Saccharomyces boulardii: The Yeast Probiotic Backed by Strong Trials
Saccharomyces boulardii is a yeast rather than a bacterium, which is why antibacterial antibiotics don’t kill it and it can be taken alongside an antibiotic course — and it has some of the strongest randomized-trial evidence of any probiotic. Its best-supported use is preventing antibiotic-associated diarrhoea: a 2015 meta-analysis of 21 trials found it cut the risk from 18.7 percent to 8.5 percent (about one case prevented for every ten people treated), with the biggest benefit when started on day one of antibiotics. The evidence is weaker and mixed for C. difficile recurrence (a signal in children but not in pooled adult data) and only modest for traveller’s diarrhoea. The strain with the data is CNCM I-745 (Florastor) at 250 mg once or twice daily, and it should be avoided in severely immunocompromised patients, ICU neonates, and anyone with a central venous catheter because of rare but serious Saccharomyces bloodstream infections.
Antibiotic-Associated Diarrhoea
The Szajewska & Kołodziej 2015 systematic review and meta-analysis in Alimentary Pharmacology & Therapeutics (PMID 26216624; DOI 10.1111/apt.13344) pooled 21 RCTs (n=4,780 children and adults). S. boulardii reduced the risk of antibiotic-associated diarrhoea from 18.7% to 8.5% (RR 0.47, 95% CI 0.38–0.57; NNT~10). The effect was consistent across paediatric (RR 0.43) and adult (RR 0.49) trials. Benefit is largest when supplementation starts on day 1 of antibiotics and continues a few days to a week beyond the antibiotic course.

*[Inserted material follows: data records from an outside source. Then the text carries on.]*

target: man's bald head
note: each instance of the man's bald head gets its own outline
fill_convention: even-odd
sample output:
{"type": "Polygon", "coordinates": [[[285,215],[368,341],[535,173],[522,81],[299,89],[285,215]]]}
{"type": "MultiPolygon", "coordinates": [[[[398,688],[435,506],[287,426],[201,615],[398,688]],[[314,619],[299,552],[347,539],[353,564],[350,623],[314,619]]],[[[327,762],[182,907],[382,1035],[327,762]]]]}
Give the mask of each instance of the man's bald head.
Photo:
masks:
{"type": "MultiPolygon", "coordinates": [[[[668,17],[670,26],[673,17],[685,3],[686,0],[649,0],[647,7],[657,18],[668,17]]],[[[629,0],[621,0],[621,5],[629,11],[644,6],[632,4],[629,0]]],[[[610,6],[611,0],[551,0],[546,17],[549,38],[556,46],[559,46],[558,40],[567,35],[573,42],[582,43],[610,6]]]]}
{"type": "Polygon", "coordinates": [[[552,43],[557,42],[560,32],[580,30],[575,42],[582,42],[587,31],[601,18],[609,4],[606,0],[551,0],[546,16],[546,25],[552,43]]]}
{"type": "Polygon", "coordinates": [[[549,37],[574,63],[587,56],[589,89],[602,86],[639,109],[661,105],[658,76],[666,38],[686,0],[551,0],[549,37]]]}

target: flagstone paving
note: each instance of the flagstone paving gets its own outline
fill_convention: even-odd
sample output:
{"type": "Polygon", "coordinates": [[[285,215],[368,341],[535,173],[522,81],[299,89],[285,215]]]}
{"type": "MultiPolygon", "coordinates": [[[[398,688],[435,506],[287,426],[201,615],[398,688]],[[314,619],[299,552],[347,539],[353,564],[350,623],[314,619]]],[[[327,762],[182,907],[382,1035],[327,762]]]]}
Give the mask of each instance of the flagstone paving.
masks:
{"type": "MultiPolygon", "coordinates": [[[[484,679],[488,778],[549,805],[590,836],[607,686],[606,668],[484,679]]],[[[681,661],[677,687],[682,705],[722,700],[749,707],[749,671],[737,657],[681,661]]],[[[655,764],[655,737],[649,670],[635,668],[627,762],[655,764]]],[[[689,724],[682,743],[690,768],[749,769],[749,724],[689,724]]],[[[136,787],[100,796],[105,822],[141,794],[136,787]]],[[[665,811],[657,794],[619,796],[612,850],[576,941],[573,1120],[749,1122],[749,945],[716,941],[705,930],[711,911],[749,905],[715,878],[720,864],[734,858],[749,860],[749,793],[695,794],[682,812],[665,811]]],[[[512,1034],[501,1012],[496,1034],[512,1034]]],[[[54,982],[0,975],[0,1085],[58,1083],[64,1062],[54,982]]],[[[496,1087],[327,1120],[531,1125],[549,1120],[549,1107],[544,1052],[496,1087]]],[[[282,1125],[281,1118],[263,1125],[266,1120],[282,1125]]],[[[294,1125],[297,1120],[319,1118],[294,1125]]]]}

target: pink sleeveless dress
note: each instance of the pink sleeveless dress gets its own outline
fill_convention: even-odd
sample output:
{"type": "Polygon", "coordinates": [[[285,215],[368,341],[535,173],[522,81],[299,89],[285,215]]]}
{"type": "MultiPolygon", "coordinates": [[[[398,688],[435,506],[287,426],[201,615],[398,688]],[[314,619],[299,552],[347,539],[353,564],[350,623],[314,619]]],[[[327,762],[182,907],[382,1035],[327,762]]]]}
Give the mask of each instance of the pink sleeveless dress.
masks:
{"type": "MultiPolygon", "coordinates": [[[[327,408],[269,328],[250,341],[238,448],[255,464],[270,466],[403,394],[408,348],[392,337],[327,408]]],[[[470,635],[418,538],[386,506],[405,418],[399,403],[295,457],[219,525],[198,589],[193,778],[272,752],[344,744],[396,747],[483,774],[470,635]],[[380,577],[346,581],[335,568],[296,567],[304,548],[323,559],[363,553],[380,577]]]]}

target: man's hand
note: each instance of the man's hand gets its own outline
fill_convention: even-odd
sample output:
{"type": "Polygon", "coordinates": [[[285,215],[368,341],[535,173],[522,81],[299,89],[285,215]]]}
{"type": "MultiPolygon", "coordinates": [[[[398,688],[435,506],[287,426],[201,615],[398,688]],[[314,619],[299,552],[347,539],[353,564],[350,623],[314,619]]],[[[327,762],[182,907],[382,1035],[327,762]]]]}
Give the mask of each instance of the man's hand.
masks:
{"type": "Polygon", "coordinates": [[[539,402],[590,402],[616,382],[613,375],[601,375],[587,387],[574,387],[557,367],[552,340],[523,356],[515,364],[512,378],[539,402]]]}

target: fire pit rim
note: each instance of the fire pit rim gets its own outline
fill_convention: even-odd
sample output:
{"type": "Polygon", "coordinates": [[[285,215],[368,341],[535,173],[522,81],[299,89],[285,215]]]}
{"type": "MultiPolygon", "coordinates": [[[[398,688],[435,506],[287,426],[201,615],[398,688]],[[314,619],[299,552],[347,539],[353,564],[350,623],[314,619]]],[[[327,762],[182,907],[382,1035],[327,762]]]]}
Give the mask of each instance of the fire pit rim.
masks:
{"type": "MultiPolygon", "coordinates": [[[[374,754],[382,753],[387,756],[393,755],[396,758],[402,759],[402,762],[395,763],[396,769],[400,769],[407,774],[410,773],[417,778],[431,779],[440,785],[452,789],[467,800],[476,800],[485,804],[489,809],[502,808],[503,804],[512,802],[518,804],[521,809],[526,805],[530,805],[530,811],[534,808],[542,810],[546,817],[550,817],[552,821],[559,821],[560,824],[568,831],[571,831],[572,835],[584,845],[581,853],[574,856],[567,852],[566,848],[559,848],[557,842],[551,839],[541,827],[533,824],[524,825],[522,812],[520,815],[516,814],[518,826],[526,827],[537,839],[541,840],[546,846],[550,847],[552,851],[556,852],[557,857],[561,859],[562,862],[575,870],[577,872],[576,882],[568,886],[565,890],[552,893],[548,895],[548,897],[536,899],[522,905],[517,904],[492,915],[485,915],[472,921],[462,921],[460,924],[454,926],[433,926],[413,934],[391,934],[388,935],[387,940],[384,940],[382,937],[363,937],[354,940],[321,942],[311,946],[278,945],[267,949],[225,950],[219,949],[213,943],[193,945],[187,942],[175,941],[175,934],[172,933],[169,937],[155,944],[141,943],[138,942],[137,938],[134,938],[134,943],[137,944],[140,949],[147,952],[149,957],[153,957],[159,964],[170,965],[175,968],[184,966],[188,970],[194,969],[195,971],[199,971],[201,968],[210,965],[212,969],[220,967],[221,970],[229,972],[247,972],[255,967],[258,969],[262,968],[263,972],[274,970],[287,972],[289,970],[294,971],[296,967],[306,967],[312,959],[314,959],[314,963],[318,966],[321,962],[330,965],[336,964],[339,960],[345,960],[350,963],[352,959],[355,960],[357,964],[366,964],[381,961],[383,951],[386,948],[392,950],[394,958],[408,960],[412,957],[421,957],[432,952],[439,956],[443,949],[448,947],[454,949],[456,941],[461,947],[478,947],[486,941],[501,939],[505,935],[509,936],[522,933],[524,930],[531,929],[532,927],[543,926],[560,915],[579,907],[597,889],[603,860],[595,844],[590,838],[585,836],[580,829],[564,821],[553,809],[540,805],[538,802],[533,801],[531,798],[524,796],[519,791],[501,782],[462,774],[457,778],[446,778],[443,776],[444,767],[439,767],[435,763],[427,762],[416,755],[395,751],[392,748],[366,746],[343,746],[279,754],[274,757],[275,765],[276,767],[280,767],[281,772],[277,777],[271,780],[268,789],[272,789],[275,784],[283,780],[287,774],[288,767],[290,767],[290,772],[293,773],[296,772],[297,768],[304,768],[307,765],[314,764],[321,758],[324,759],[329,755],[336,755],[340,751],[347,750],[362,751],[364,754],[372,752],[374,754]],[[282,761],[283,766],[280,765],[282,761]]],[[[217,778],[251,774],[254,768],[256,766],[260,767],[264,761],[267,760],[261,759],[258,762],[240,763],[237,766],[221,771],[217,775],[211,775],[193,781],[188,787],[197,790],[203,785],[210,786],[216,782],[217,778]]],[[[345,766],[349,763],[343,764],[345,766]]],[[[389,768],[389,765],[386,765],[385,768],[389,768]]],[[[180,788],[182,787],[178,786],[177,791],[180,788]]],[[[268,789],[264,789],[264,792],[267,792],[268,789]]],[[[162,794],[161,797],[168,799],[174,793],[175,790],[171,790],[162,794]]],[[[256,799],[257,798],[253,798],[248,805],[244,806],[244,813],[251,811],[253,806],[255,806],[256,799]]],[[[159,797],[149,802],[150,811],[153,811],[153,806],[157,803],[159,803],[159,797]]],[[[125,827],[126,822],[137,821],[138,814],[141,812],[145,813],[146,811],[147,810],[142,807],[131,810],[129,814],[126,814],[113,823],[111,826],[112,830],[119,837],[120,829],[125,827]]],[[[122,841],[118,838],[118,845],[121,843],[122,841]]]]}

Clostridioides difficile Recurrence
For preventing recurrence of C. difficile infection, S. boulardii added to standard therapy (vancomycin or fidaxomicin) reduced recurrence rates in some trials but results have been heterogeneous. The McFarland 2010 adult-focused meta-analysis (PMID 20458757; DOI 10.3748/wjg.v16.i18.2202) and the Szajewska 2015 review found a signal for C. difficile reduction in children (2 RCTs, n=579, RR 0.25) but not in pooled adult data (9 RCTs, RR 0.80, not significant). Current US IDSA / SHEA guidelines do not recommend probiotics for primary C. difficile prevention as a standard of care; some clinicians still use S. boulardii as an adjunct in selected cases.
Traveller’s Diarrhoea
Smaller trials suggest S. boulardii can modestly reduce the incidence of traveller’s diarrhoea when started a few days before travel and continued throughout the trip. The effect is on top of (not a replacement for) standard food and water hygiene. A typical preventive regimen is 250–500 mg twice daily.
Practical Notes
The specific strain matters: CNCM I-745 (sold as Florastor in the US and Ultra-Levure in much of Europe) is the strain with the largest evidence base. Typical dose is 250 mg one to two times daily. Unlike bacterial probiotics, it does not require refrigeration. Avoid in severely immunocompromised patients, neonates in intensive care, and patients with central venous catheters because of rare but serious case reports of Saccharomyces fungaemia in those settings.
Sources
- Szajewska H, Kołodziej M. "Systematic review with meta-analysis: Saccharomyces boulardii in the prevention of antibiotic-associated diarrhoea." Alimentary Pharmacology & Therapeutics, 2015. PMID 26216624; DOI 10.1111/apt.13344.
- McFarland LV. "Systematic review and meta-analysis of Saccharomyces boulardii in adult patients." World Journal of Gastroenterology, 2010. PMID 20458757; DOI 10.3748/wjg.v16.i18.2202.
- Kelesidis T, Pothoulakis C. "Efficacy and safety of the probiotic Saccharomyces boulardii for the prevention and therapy of gastrointestinal disorders." Therapeutic Advances in Gastroenterology, 2012. PMID 22423260; DOI 10.1177/1756283X11428502.